Rather than implementing each game independently, ThinAI provides composable building blocks:
These building blocks compose: a novel game might combine grid movement with multi-phase turns, or card matching with meld detection. The parser identifies which building blocks a game needs and wires them together.
Automatically identifying pure-luck games prevents the system from making false claims about learning or mastery. The two-level check (rule analysis + post-training signal) correctly identifies War and Chutes & Ladders as luck-based while avoiding false positives on games with significant luck components but meaningful strategy (Backgammon, card games).
Playing strength: ThinAI aims for competent play, not superhuman performance. Against expert human players in games like Checkers or Connect Four, the AI can be beaten by someone who understands deep tactical patterns. The linear evaluation function cannot capture complex positional concepts that neural networks learn.
Parser coverage: The natural language parser handles ~85% of the 50 most popular tabletop games. It struggles with: partnership dynamics (Bridge, Tichu), complex conditional effects ("when you land on a red space, draw a card"), multi-die mechanics (Backgammon's two independent dice with doubles), and negotiation-based games.
Novel game depth: While novel games work end-to-end, the auto-generated features are often shallower than hand-crafted ones. Games requiring deep strategic concepts (territory influence in Go, tempo in chess) are beyond the current feature vocabulary.

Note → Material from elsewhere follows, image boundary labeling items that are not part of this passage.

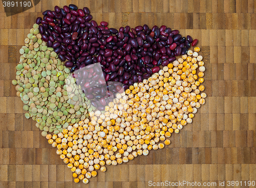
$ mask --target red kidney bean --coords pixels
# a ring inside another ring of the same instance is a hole
[[[69,9],[69,7],[65,5],[64,7],[63,7],[63,10],[67,13],[69,13],[70,12],[70,10]]]
[[[130,77],[130,74],[127,72],[124,72],[123,73],[123,79],[125,80],[127,80],[129,79]]]
[[[176,47],[176,50],[174,52],[175,56],[180,56],[180,54],[181,53],[181,50],[182,50],[180,46],[177,46]]]
[[[42,15],[47,15],[47,12],[48,12],[48,11],[50,11],[50,10],[46,10],[46,11],[44,11],[44,12],[42,12]]]
[[[117,76],[117,74],[116,73],[116,72],[112,72],[111,74],[110,74],[110,80],[112,80],[115,78]]]
[[[191,45],[192,46],[194,46],[197,45],[197,43],[198,42],[198,40],[197,39],[195,39],[192,41],[191,43]]]
[[[89,21],[92,19],[93,17],[91,14],[89,14],[84,17],[84,21]]]
[[[60,12],[60,9],[59,9],[59,7],[58,6],[54,7],[54,10],[57,13],[59,13],[59,12]]]
[[[53,18],[47,16],[46,18],[46,21],[48,21],[48,22],[52,22],[53,21]]]
[[[187,39],[188,41],[189,41],[190,43],[191,43],[193,41],[193,39],[192,39],[192,37],[191,37],[190,35],[187,35]]]
[[[68,19],[68,20],[70,20],[70,18],[71,18],[71,17],[72,15],[70,13],[68,13],[67,14],[67,16],[66,16],[66,18]]]
[[[38,17],[37,18],[36,18],[36,20],[35,21],[35,22],[36,24],[40,24],[41,23],[41,21],[42,20],[42,18],[40,17]]]
[[[150,63],[150,57],[148,56],[145,56],[145,58],[144,59],[144,63],[146,64],[148,64]]]
[[[65,63],[65,66],[67,67],[72,67],[74,66],[74,63],[71,61],[67,61]]]
[[[105,54],[104,55],[104,56],[105,56],[106,58],[109,58],[110,57],[112,56],[113,55],[113,51],[112,50],[110,50],[106,51],[105,52]]]
[[[79,15],[79,13],[76,12],[76,11],[74,11],[74,10],[72,10],[70,11],[70,14],[71,14],[71,15],[73,15],[73,16],[78,16]]]
[[[48,37],[46,36],[45,35],[41,35],[42,40],[45,42],[47,42],[48,41]]]
[[[108,26],[108,22],[106,21],[101,21],[100,22],[100,25],[102,25],[104,27],[106,27]]]
[[[110,69],[111,70],[112,72],[115,72],[116,71],[116,66],[113,63],[111,63],[110,64]]]
[[[69,5],[69,8],[71,10],[77,10],[77,7],[75,6],[75,5],[73,4],[70,4]]]
[[[182,50],[181,51],[181,55],[184,55],[187,53],[188,50],[188,49],[187,49],[187,48],[186,48],[186,47],[182,48]]]
[[[169,64],[169,61],[168,61],[168,60],[165,60],[162,62],[162,66],[163,67],[164,67],[165,66],[167,66],[168,64]]]
[[[128,44],[126,45],[125,47],[124,48],[124,50],[126,51],[129,51],[132,48],[132,45],[131,44]]]
[[[172,33],[174,35],[178,34],[179,33],[179,30],[173,30]]]
[[[84,13],[86,13],[86,14],[90,14],[89,9],[88,9],[87,7],[83,7],[83,9],[82,10],[83,10],[83,12],[84,12]]]
[[[47,41],[47,46],[50,47],[52,46],[52,42],[50,40]]]
[[[185,46],[185,44],[184,42],[183,43],[180,44],[179,46],[180,46],[181,48],[183,48]]]
[[[77,35],[78,35],[78,34],[77,33],[77,32],[74,32],[72,34],[72,36],[71,37],[71,39],[73,40],[75,40],[76,39],[76,38],[77,38]]]
[[[67,24],[68,24],[69,25],[70,25],[71,24],[71,22],[67,18],[64,19],[64,21],[65,22],[65,23],[66,23]]]
[[[186,37],[182,37],[180,38],[180,39],[179,40],[179,42],[181,44],[184,42],[185,40],[186,40]]]
[[[176,43],[174,43],[173,44],[172,44],[170,46],[170,49],[172,50],[173,50],[174,49],[175,49],[177,47],[177,44]]]
[[[152,31],[153,31],[153,30],[152,30]],[[160,37],[160,30],[158,28],[156,28],[155,30],[155,37],[158,38]]]
[[[165,25],[162,25],[159,28],[159,30],[160,32],[163,32],[163,31],[165,31],[166,29],[166,26]]]
[[[40,25],[39,26],[39,32],[41,35],[42,35],[45,33],[45,30],[42,25]]]
[[[76,21],[78,21],[81,23],[84,23],[86,22],[86,21],[84,20],[84,19],[82,17],[81,17],[81,16],[78,16],[76,18]],[[84,26],[85,26],[85,25],[84,25]]]
[[[187,40],[186,40],[185,41],[185,45],[186,46],[186,47],[187,47],[187,48],[189,48],[190,47],[190,44],[189,43],[189,41]]]
[[[81,17],[84,17],[84,16],[86,15],[82,9],[78,9],[77,10],[77,12],[78,13],[79,16]]]
[[[179,41],[179,40],[181,38],[181,35],[180,34],[176,35],[174,36],[173,40],[174,42]]]
[[[164,54],[166,52],[166,49],[165,47],[163,46],[162,48],[160,48],[160,51],[162,54]]]
[[[167,37],[169,36],[169,34],[168,33],[166,33],[164,32],[161,32],[160,35],[162,36],[164,36],[165,37]]]
[[[158,72],[160,70],[160,67],[155,67],[153,68],[152,68],[152,72],[153,73]]]
[[[62,15],[62,16],[66,16],[66,15],[67,15],[66,12],[62,8],[60,9],[60,14]],[[68,13],[69,13],[69,12]]]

Card game variance: Hidden-information card games have inherently high variance. The sampling-based search helps but cannot eliminate the uncertainty from unknown opponent hands, leading to inconsistent play quality.

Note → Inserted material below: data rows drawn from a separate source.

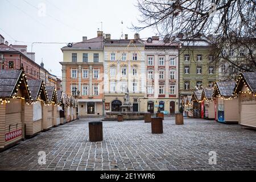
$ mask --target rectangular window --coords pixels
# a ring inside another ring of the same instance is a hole
[[[209,74],[213,75],[214,73],[214,68],[213,67],[209,67]]]
[[[197,75],[202,74],[202,67],[196,67],[196,74],[197,74]]]
[[[189,81],[185,81],[184,82],[184,89],[185,90],[189,90],[190,85],[189,85]]]
[[[82,62],[83,63],[88,63],[88,53],[83,53],[82,54]]]
[[[9,68],[14,68],[14,62],[13,61],[9,61]]]
[[[149,66],[154,65],[154,57],[147,57],[147,65]]]
[[[99,77],[99,71],[98,70],[94,70],[93,71],[93,78],[98,79]]]
[[[164,57],[159,57],[158,60],[158,65],[159,66],[164,65]]]
[[[154,79],[154,72],[152,71],[149,71],[147,72],[147,78],[148,80]]]
[[[83,96],[88,96],[88,85],[84,85],[82,86],[82,94]]]
[[[147,86],[147,94],[154,94],[153,86],[149,85]]]
[[[176,72],[175,71],[170,71],[170,80],[175,80],[175,74]]]
[[[203,83],[201,81],[197,81],[196,82],[196,87],[200,88],[202,86]]]
[[[170,85],[170,95],[175,94],[175,85]]]
[[[122,61],[126,61],[126,53],[123,53],[122,54]]]
[[[202,55],[197,55],[197,56],[196,57],[196,60],[197,61],[202,61]]]
[[[170,65],[175,66],[176,65],[176,59],[174,57],[170,57]]]
[[[185,61],[189,61],[189,55],[185,55],[184,56],[184,60]]]
[[[137,88],[137,83],[133,82],[133,92],[137,92],[138,88]]]
[[[189,66],[184,67],[184,73],[187,75],[189,74]]]
[[[137,61],[138,60],[138,55],[137,53],[133,53],[133,61]]]
[[[159,94],[164,94],[164,86],[159,86]]]
[[[93,54],[93,62],[98,63],[98,53]]]
[[[99,95],[98,85],[94,85],[93,86],[93,95],[94,96],[98,96]]]
[[[115,53],[110,53],[110,61],[115,60]]]
[[[115,92],[115,82],[110,82],[110,92]]]
[[[77,61],[77,54],[76,53],[72,53],[72,62]]]
[[[159,71],[159,79],[164,79],[164,71]]]
[[[76,69],[71,69],[71,76],[72,78],[77,78],[77,70]]]

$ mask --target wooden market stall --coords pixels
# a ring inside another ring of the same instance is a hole
[[[55,88],[53,86],[46,87],[48,98],[48,105],[44,105],[43,108],[43,131],[48,130],[53,126],[55,121],[54,107],[57,103],[57,97]]]
[[[233,94],[238,94],[239,123],[255,129],[256,72],[240,74]]]
[[[30,138],[42,130],[42,108],[47,104],[48,98],[43,80],[30,80],[27,83],[32,97],[31,102],[25,105],[24,122],[26,136]]]
[[[238,98],[233,95],[236,82],[218,81],[214,84],[212,97],[215,104],[215,119],[225,123],[238,123]]]
[[[0,150],[25,137],[24,107],[31,95],[24,72],[0,70]]]
[[[203,90],[197,90],[193,92],[192,101],[193,102],[193,115],[195,118],[204,118],[204,102],[202,102]]]
[[[207,119],[215,119],[215,103],[212,98],[213,88],[203,88],[203,97],[204,98],[204,118]]]

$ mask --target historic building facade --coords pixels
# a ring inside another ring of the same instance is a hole
[[[106,34],[104,43],[105,111],[118,111],[127,89],[134,111],[146,111],[145,46],[139,35],[134,38],[111,39]]]
[[[153,36],[144,42],[147,111],[174,114],[179,110],[179,46]]]
[[[63,52],[63,90],[72,95],[76,88],[80,116],[102,115],[104,113],[103,32],[97,37],[61,48]]]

Evaluation linearity: The linear feature combination cannot represent feature interactions (e.g., "center control is more valuable when you also have piece advantage"). A polynomial or neural evaluation would be more expressive but harder to interpret.
ThinAI demonstrates that imposing human-like learning constraints on a game AI system — natural language input, clarification of ambiguities, no external resources, limited practice, and initial intuitions — produces a surprisingly general game-learning system. Rather than pursuing superhuman performance on individual games, the system prioritizes breadth: handling novel games across 13 structural categories from English descriptions alone.

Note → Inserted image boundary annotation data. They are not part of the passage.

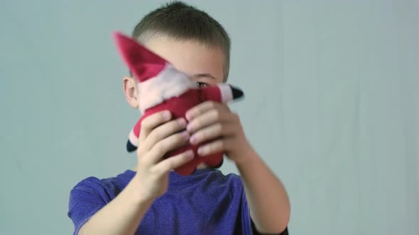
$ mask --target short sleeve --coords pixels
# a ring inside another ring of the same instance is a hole
[[[98,178],[89,177],[77,183],[70,193],[67,212],[75,226],[74,234],[109,201],[105,185]]]
[[[244,234],[262,234],[261,232],[256,230],[254,222],[250,217],[250,210],[249,209],[247,200],[246,200],[246,195],[244,193],[243,193],[243,198],[241,200],[241,218],[243,219],[241,229],[243,229],[244,231]],[[285,229],[282,233],[272,235],[288,235],[288,228],[285,228]]]

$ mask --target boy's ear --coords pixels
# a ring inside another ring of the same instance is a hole
[[[125,98],[131,107],[138,108],[138,91],[136,86],[136,80],[131,76],[124,76],[123,79],[123,88]]]

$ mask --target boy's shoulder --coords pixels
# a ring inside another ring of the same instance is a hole
[[[131,178],[134,177],[134,172],[131,173],[130,171],[127,170],[116,176],[102,178],[89,176],[78,182],[73,187],[72,191],[81,190],[86,193],[98,193],[98,192],[104,190],[108,194],[111,192],[117,194],[118,191],[121,191],[125,188]]]

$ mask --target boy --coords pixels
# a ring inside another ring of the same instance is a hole
[[[200,86],[225,82],[230,40],[206,13],[180,2],[146,16],[133,38],[189,74]],[[123,79],[128,103],[138,108],[135,79]],[[80,181],[70,192],[68,216],[75,234],[288,234],[290,203],[281,181],[251,148],[236,114],[206,102],[187,120],[163,111],[144,119],[132,169],[116,177]],[[215,139],[199,156],[224,151],[241,176],[203,164],[191,176],[173,169],[190,151],[162,159],[170,150]]]

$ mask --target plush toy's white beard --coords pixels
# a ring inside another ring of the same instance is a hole
[[[195,81],[168,64],[156,76],[138,84],[138,108],[141,113],[172,97],[182,95],[190,88],[197,88]]]

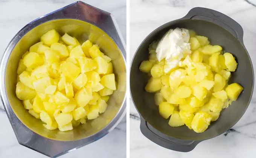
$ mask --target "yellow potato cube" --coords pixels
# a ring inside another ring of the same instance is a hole
[[[89,49],[92,46],[93,44],[88,40],[84,42],[81,46],[81,47],[83,50],[83,52],[84,52],[84,53],[85,55],[85,56],[87,58],[91,58],[91,55],[90,55],[90,53],[89,53]]]
[[[215,98],[221,99],[227,99],[227,93],[224,90],[213,93],[212,93],[212,95]]]
[[[190,47],[192,50],[195,50],[200,47],[200,43],[195,37],[191,37],[189,39]]]
[[[61,37],[61,39],[68,45],[76,46],[76,40],[67,33],[65,33]]]
[[[146,60],[143,61],[140,64],[140,70],[144,73],[147,73],[149,72],[153,67],[153,62]]]
[[[155,99],[155,103],[157,105],[158,105],[162,102],[164,102],[165,100],[163,96],[162,96],[162,94],[161,93],[155,93],[154,98]]]
[[[69,103],[62,107],[61,112],[66,113],[70,112],[74,110],[76,106],[76,100],[73,98],[70,98]]]
[[[113,90],[108,88],[107,87],[105,87],[99,91],[99,95],[102,96],[109,96],[113,94]]]
[[[53,43],[51,45],[50,49],[58,52],[58,54],[59,55],[60,58],[69,56],[69,52],[67,49],[67,47],[64,44],[59,43]]]
[[[95,119],[99,116],[99,106],[96,105],[91,105],[89,108],[88,113],[87,114],[87,118],[88,120]]]
[[[113,73],[102,76],[100,83],[105,87],[113,90],[116,90],[115,82],[115,75]]]
[[[55,30],[52,30],[44,34],[41,37],[41,41],[49,46],[50,46],[52,44],[59,41],[59,35]]]
[[[225,58],[225,64],[228,70],[231,72],[236,71],[237,67],[237,62],[235,57],[229,53],[225,53],[223,55]]]
[[[184,122],[181,118],[178,111],[173,111],[171,116],[168,124],[172,127],[178,127],[184,125]]]
[[[69,54],[71,58],[78,59],[81,56],[85,57],[81,46],[78,46],[72,49]]]
[[[207,113],[200,111],[195,115],[192,122],[192,129],[197,133],[201,133],[208,128],[212,120],[212,116]]]
[[[108,105],[104,100],[101,99],[99,99],[97,102],[99,106],[99,112],[100,114],[104,112],[107,109]]]
[[[96,85],[93,87],[91,87],[91,91],[92,92],[98,92],[100,90],[102,90],[104,88],[104,86],[103,86],[101,84],[98,82],[96,84]]]
[[[204,79],[200,82],[199,85],[202,87],[205,88],[207,90],[209,91],[213,87],[214,81]]]
[[[74,96],[74,91],[73,91],[73,87],[72,85],[72,84],[66,82],[65,85],[65,91],[66,93],[67,97],[70,98]]]
[[[206,55],[211,55],[215,53],[219,52],[222,50],[222,47],[219,46],[206,45],[204,46],[201,52]]]
[[[66,81],[72,82],[81,72],[80,68],[70,62],[64,61],[60,67],[59,70],[65,76]]]
[[[44,110],[43,101],[38,95],[35,96],[33,102],[32,107],[33,109],[37,113],[40,113],[41,111]]]
[[[54,118],[59,126],[63,126],[71,122],[73,119],[71,113],[61,113]]]
[[[16,85],[16,94],[20,100],[32,99],[35,97],[37,93],[35,90],[27,87],[19,82]]]
[[[208,38],[204,36],[195,36],[195,38],[198,40],[201,46],[204,46],[209,44],[210,43],[210,42],[208,40]]]
[[[225,90],[229,99],[235,101],[243,90],[244,88],[241,85],[234,83],[227,86]]]
[[[151,77],[148,80],[148,84],[145,87],[145,90],[148,92],[155,92],[161,90],[162,87],[161,78]]]
[[[23,100],[23,104],[24,105],[24,107],[26,109],[29,110],[33,108],[32,104],[31,104],[29,100]]]
[[[34,69],[44,64],[44,60],[37,53],[30,52],[23,59],[23,63],[28,68]]]
[[[84,88],[78,91],[75,95],[75,99],[79,107],[83,107],[86,105],[93,98],[91,90]]]
[[[174,107],[167,102],[163,102],[159,105],[159,114],[165,119],[168,118],[172,114]]]
[[[38,119],[40,118],[40,114],[36,112],[33,109],[30,109],[29,110],[29,113],[36,118]]]
[[[200,100],[202,101],[206,97],[208,91],[205,88],[200,86],[199,84],[194,85],[192,87],[193,95]]]
[[[226,81],[220,74],[216,74],[214,76],[214,85],[213,91],[214,92],[220,91],[222,90],[226,85]]]
[[[89,49],[89,53],[91,57],[93,59],[102,56],[102,53],[99,50],[98,46],[96,44],[94,44]]]
[[[72,112],[72,113],[73,118],[76,121],[85,117],[87,114],[85,110],[81,107],[79,107],[75,109]]]
[[[195,115],[193,112],[181,111],[180,111],[180,117],[182,121],[189,129],[191,129],[191,122]]]
[[[175,92],[176,96],[178,98],[186,98],[189,97],[191,94],[192,91],[188,86],[183,85],[180,86]]]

The central finding is that a relatively small set of composable building blocks — grid placement, card zone management, movement with capture, turn phase sequencing, meld detection, trick resolution — covers approximately 85% of common tabletop game mechanics. When combined with automatic feature discovery and rule-derived priors, these building blocks enable competent play on novel games after just 20–50 training games, compared to the millions required by neural approaches.
The system's limitations are instructive: it struggles precisely where a human newcomer would also struggle — with games requiring deep positional intuition that takes years to develop, with complex multi-piece interactions that resist simple feature decomposition, and with social mechanics (negotiation, partnership) that depend on modeling other players' intentions rather than board state alone.
We believe the "learn like a kid" framing points toward an underexplored region of the game AI design space. The field has invested heavily in the question "how strong can we make a game AI?" ThinAI asks a complementary question: "how many different games can a single system learn to play reasonably well, starting from nothing but a description of the rules?" The answer — at least for classical turn-based games — appears to be: quite a few.